The company can categorize its accounts receivable into aging buckets as follows:

  • Current (not yet due): $3,000 (Customer C)
  • 1-30 days past due: $1,000 (Customer A)
  • 31-60 days past due: $2,500 (Customer B)
  • 61-90 days past due: $1,500 (Customer D)
  • Over 90 days past due: $2,000 (Customer E)

By analyzing the aging of accounts receivable, the company can determine which customers have overdue balances and may require additional collection efforts. In this example, Customer B, D, and E have overdue balances. The company might prioritize contacting Customer E, as their invoice is the most overdue.
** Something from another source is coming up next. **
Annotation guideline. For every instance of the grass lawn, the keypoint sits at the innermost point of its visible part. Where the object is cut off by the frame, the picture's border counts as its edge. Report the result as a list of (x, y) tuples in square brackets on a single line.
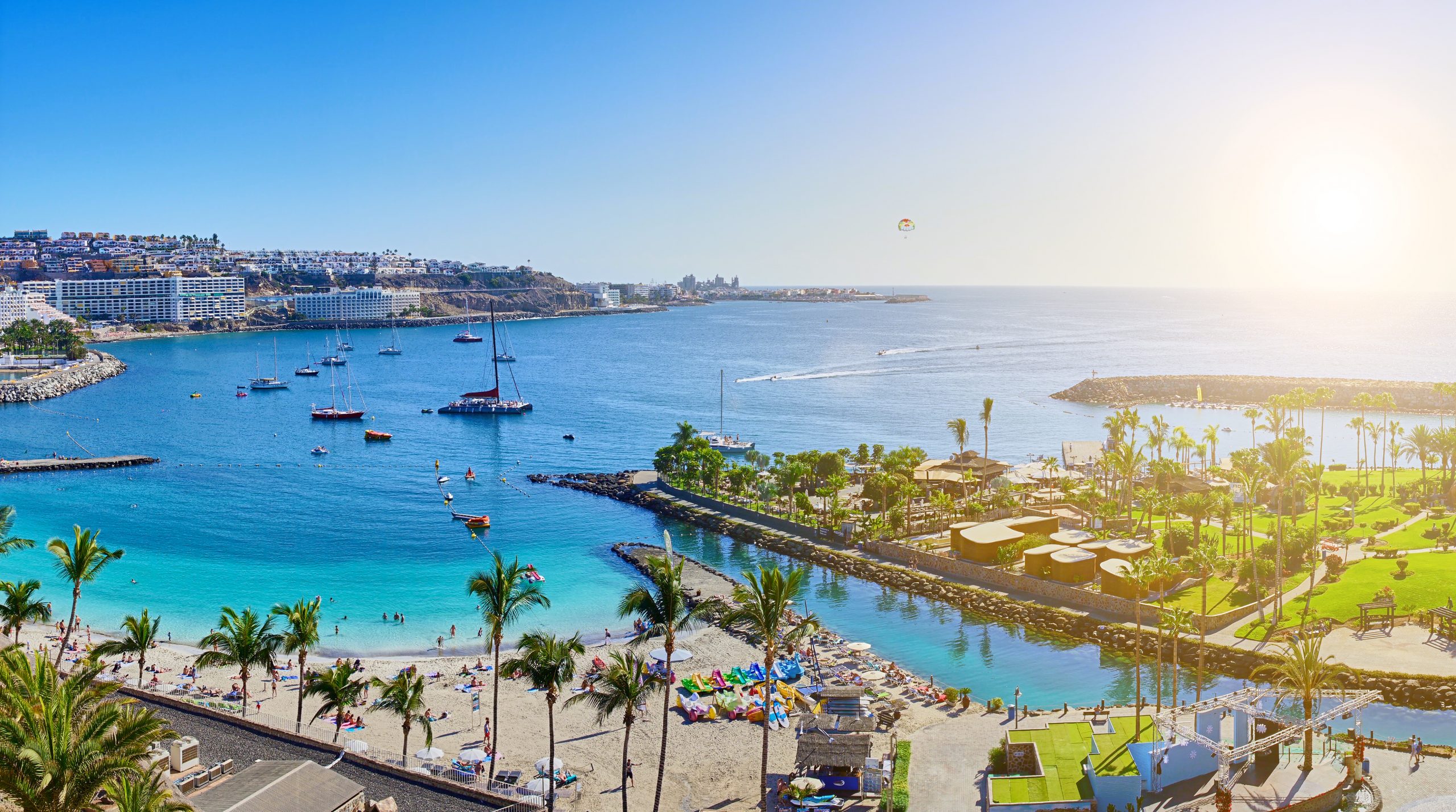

Furthermore, the company can use this aging information to estimate the allowance for doubtful accounts. For instance, the company might estimate that the likelihood of collecting the receivables decreases as the accounts age:

  • Current (not yet due): 99% collectible
  • 1-30 days past due: 95% collectible
  • 31-60 days past due: 85% collectible
  • 61-90 days past due: 60% collectible
  • Over 90 days past due: 30% collectible

Using these percentages, the company can estimate the allowance for doubtful accounts:

  • Current: $3,000 x 1% = $30
  • 1-30 days past due: $1,000 x 5% = $50
  • 31-60 days past due: $2,500 x 15% = $375
  • 61-90 days past due: $1,500 x 40% = $600
  • Over 90 days past due: $2,000 x 70% = $1,400

The total estimated allowance for doubtful accounts would be: $30 + $50 + $375 + $600 + $1,400 = $2,455. This amount would be recorded as a bad debt expense and used to reduce the carrying value of accounts receivable on the balance sheet.